How data analytics works in 2021 and how to profit from it
Data-driven technologies. Is magic or craft more important? Honest interview with the head of the Big Data team at Creative Dock.
Big data, machine learning, AI, NLP and data science. Concepts shrouded in mystery that become annoying buzzwords before most people can understand them. To prevent this from happening to you, the head of the Big Data team Creative Dock Company, Hynek Jina, reveals this secret in our interview and explains how it can all be used in business.
There’s a mysterious data department at Creative Dock that you’re the head of. How would you describe what you actually do? Our industry is a living organism that consists of four parts: Risk (probabilistic decision making), Data Science (magic), Reporting (images), and CRM (understanding the customer). The first area is risk analysis. This means decision-making processes. When you want to assess risk or perhaps evaluate a loan. We use this on a lot of our projects.

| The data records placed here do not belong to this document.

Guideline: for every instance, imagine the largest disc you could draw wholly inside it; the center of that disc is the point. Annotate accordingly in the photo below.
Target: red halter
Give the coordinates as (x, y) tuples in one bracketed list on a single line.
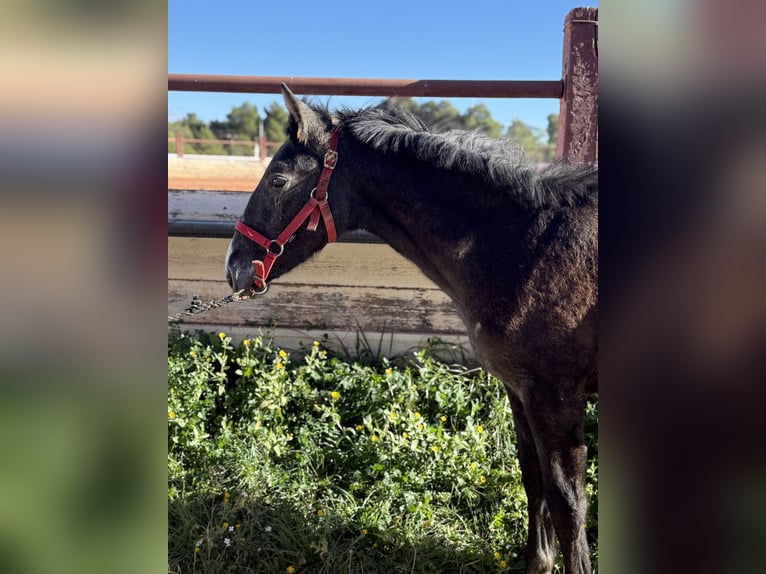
[(315, 206)]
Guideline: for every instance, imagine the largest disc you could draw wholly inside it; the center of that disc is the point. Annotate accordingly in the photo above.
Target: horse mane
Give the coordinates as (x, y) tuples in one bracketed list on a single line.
[(501, 163)]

Risk Analysis and search for contexts
Are you analyzing a particular person’s data to see if, for example, a bank should give them a loan? Yes, but it’s not just analyzing, it’s also finding that data. We’re trying to find out something else about that person that companies don’t normally use.

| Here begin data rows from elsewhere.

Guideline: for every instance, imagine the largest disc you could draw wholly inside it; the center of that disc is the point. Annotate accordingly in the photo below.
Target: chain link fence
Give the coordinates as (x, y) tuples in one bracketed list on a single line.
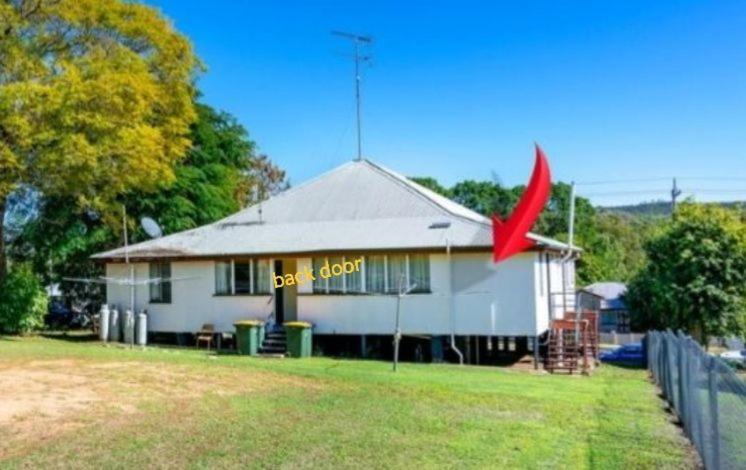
[(707, 395)]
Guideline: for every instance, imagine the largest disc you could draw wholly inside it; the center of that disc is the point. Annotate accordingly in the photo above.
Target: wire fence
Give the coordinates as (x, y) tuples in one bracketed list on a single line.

So you’re on Facebook all day. Well, basically yes (laughs). When you have your own business and you apply for a loan through our P2P project Nafirmy, we look at all the classic registers — if you have any debts or anything like that. But here at Creative Dock we also deliver other information. We call it alternative scoring. We just look at other things about your company. If it has a Facebook page, if you started it last week, how many followers there are, how active you are, what your website looks like. That’s kind of the first layer, let’s say. But then you can go on and explore how active you are, what you’re saying there in general. There might be reviews, etc.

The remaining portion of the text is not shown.